We stumbled over here from a different web address and thought I might check things out. I like what I see so i am just following you. Look forward to checking out your web page yet again.
I like what you guys are up too. This type of clever work and reporting! Keep up the awesome works guys I've added you guys to my own blogroll.
Greetings from Florida! I'm bored at work so I decided to browse your site on my iphone during lunch break. I enjoy the info you present here and can't wait to take a look when I get home. I'm surprised at how quick your blog loaded on my cell phone .. I'm not even using WIFI, just 3G . . Anyways, very good site!

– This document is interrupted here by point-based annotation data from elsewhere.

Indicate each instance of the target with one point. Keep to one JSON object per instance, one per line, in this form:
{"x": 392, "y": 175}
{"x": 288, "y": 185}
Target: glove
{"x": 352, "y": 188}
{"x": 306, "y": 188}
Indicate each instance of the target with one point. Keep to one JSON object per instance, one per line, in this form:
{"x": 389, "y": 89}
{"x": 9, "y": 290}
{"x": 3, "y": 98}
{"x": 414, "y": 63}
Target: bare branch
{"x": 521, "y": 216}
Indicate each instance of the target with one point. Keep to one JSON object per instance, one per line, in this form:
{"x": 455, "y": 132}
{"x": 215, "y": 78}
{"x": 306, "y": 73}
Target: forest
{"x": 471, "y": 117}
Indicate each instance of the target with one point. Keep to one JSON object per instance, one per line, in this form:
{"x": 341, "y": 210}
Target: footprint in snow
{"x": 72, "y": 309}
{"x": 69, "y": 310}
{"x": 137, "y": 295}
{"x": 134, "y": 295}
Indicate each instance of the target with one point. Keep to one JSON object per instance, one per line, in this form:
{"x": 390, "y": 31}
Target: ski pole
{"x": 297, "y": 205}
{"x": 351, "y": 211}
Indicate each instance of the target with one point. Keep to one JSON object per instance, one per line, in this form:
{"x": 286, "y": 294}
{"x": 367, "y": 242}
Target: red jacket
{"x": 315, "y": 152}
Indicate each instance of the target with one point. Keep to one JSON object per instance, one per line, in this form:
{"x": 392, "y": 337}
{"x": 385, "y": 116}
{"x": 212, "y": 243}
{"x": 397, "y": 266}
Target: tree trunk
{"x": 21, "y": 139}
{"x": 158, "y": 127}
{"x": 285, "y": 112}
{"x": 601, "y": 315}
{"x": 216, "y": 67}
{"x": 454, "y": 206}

Comfortableness north face jackets is crucial when they get it that will north face outlet get the best school bags pertaining to going camping north face sale. Your easiest guarantee in the case of even larger delivers has become One with an inner metal framework, one that can wind cheap north face up being aligned to help you appropriately fit your north face women body. They should be now have http://www.salethenorthfacejackets.com secure which were wholly flexible, because essentially in the form of midsection belt to get more aid.
I never imagined how much stuff there was out there on this! Thanks for making it easy to get the picture
What Programming Languages Do Jobs Require? | Regular Geek regulargeek.com/2009/07/21/what-programming-languages-do-jobs-require view page cahecd As a software engineer, you need to keep your skills sharp and current. This is a general requirement of the job. In addition to this, in the current economy you do not want to be without a job. Obviously, this means learning more about what your current company uses for all of its development. What if you do not have a job or you are looking to leave? What technologies or programming languages should you be looking into? From the page
Howdy are using Wordpress for your site platform? I'm new to the blog world but I'm trying to get started and create my own. Do you need any coding expertise to make your own blog? Any help would be greatly appreciated!